Я направился было снова к стеклянной двери, как вдруг остановился в изумлении: в конце коридора я увидел медленно ступающую ко мне даму такой величественной наружности, что, глядя на нее, я невольно подумал: призрак ли то или королева.
VI
Она шла, точно выплывая, беззвучной скользящей походкой, с гордо поднятой головой, производя чуть слышный шелест своим черным платьем, которое в талии перехватывалось широким золотым поясом, что позволяло видеть гибкий тонкий стан. Она была очень высока и густые, черные, как воронье крыло, волосы, огибавшие ее матово-бледное лицо, придавали ее красоте и росту невиданное мной величие. Это была вполне южная красота, напоминающая римских матрон — гордая и холодная, хотя чувствовалось, что под внешним холодом скрывается пламень грешницы. Лицо ее напоминало мраморное изваяние — до такой степени оно было правильно, если не считать, впрочем, маленького недостатка: ее нос был со слишком высокой горбинкой у лба. Из-под ее черных бровей светились большие черные глаза, и мне показалось, что в выражении их было что-то изменнически-коварное; такое же выражение затаенной измены и чего-то таинственного можно было подметить в извилистых, красных, как кораллы, губах.
Приблизившись на несколько шагов во мне, она пристально уставила на меня свои глаза и прищурилась с презрением. Во мне шевельнулось задетое самолюбие, я сделал резкое движение, взбросил на глаза пенсне и начал на нее смотреть с самым убийственным равнодушием. Охотно сознаюсь — такая манера характеризует фата довольно пошлого пошиба, но я прибегаю ней только по отношению к богатым дамам, знающим свою силу и власть, и почти всегда прием этот достигает цели — женщина в данном случае перестает думать — кто она, желая разгадать — кто он.
Она прошла мимо, но потом повернулась, сделала быстрое движение рукой, и в один момент перед ее лицом распростерся черным полукругом веер, наподобие орлиного крыла. Я подумал, что должно быть, такой прием — один из видов кокетства грузинских княгинь и позволил себе маленькую дерзость: глядя в упор на нее, я насмешливо улыбнулся. Вдруг она остановилась, немного отстранила веер и, блеснув овалом своего лица, лукаво усмехнулась, сверкая своими белыми зубами, и сказала мелодическим и важным голосом;
— Кажется, наш новый доктор, если не ошибаюсь?
— Да, доктор Кандинский.
— О, о вас много говорят в городе и признаюсь, князь Евстафий Кириллович ожидает от вас всяких чудес.
Я слегка наклонил голову.
— Но вы все-таки не маг и не волшебник, и не можете переступить границу возможного, чтобы восстановить здоровье моих бедных погибающих деток.

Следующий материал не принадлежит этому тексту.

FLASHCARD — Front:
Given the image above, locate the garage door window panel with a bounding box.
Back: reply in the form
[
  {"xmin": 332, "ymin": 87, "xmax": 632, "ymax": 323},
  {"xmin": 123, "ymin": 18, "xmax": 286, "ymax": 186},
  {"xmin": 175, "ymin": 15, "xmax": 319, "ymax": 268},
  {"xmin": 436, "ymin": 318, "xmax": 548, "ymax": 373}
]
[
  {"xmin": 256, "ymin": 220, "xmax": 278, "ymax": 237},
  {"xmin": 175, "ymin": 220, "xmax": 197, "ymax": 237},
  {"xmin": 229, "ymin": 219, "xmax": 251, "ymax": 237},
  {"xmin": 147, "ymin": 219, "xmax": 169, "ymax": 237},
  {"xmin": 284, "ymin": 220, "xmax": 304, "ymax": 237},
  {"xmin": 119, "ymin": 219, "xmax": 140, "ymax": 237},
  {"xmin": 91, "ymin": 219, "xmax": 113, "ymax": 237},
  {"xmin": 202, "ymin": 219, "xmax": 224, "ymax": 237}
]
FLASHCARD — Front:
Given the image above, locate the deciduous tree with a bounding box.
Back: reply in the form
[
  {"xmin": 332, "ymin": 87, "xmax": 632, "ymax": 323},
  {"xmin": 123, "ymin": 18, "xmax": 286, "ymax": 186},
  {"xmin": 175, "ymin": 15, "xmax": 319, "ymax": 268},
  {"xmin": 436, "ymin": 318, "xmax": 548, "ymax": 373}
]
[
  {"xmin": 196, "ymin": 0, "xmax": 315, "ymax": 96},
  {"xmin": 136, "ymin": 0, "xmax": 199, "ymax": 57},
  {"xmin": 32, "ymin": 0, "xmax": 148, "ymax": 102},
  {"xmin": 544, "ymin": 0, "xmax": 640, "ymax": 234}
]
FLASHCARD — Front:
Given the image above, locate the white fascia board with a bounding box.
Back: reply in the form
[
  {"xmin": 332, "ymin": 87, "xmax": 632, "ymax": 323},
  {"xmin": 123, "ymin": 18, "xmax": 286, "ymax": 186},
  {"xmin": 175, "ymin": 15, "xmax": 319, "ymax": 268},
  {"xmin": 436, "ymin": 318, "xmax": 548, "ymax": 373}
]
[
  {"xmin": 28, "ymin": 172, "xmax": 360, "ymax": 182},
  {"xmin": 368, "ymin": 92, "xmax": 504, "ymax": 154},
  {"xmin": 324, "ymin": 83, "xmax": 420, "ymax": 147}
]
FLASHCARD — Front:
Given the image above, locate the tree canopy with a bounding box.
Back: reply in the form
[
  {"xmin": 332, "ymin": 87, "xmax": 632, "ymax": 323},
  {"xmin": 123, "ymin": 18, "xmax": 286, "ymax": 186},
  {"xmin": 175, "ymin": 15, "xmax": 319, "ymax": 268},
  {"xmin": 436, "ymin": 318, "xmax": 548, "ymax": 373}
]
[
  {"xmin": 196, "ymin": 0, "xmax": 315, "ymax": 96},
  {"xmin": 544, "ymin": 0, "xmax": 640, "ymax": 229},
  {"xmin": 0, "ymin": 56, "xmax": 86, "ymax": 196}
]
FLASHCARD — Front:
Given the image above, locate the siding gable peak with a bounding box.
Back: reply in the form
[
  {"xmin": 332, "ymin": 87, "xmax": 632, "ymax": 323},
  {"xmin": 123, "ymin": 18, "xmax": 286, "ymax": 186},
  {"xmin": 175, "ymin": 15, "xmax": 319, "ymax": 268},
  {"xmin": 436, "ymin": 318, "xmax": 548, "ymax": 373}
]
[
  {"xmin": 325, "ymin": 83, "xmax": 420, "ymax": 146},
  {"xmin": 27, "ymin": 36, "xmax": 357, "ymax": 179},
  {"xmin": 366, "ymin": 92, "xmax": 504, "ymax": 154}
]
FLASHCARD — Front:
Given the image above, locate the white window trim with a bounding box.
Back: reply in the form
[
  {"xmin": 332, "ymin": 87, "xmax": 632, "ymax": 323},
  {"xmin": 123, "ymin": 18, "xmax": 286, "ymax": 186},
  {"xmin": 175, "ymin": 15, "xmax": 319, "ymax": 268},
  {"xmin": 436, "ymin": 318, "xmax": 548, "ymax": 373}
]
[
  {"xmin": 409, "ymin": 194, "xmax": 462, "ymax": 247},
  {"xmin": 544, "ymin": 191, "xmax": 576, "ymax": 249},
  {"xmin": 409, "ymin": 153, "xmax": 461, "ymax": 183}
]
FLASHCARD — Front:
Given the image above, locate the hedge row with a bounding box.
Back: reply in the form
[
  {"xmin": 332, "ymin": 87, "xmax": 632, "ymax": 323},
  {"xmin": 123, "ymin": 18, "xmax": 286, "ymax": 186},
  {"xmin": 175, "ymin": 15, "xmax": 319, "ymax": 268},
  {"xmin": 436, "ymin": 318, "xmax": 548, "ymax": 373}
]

— Как это! — проговорил я изумленно. — В каком смысле прикажете понимать это слово: деток?
— В буквальном, — отвечала она, слегка кивнув головой с чудной грацией, как-то лукаво рассмеялась и мигом над нижней частью своего лица распростерла свой черный веер: я понял, что на этот раз это было сделано с целью скрыть смех, выдающий ее. Теперь я видел только один ее античный, белый лоб, окруженный целой короной черных волос, и огромные черные глаза, которые мне показались еще больше, и глаза эти, зрачок которых был окружен золотистым ободком, придающим им блеск, чудно смеялись и, казалось, вели со мной немой разговор, противоположный тем словам, которые говорил ее лживый язык. Сохраняя наружное хладнокровие и даже насмешливость, внутренне, признаюсь, я стал испытывать волнение в сильной степени, чуждое моей натуре, как я полагал.
Она, между тем, говорила:
— Я ничего так не хочу, как видеть здоровыми больных детей моего доброго старого мужа, и тот врач, который совершил бы такое чудо, пользовался бы всегда моими горячими молитвами.
— Княгиня, но ведь вы, к счастью, очень ошибаетесь, — проговорил я, коварно задаваясь целью произвести над нею некоторый эксперимент. — Даю вам слово, что если и не излечу их совершенно, то отдалю всякую возможность печального исхода, по крайней мере, лет на двадцать пять.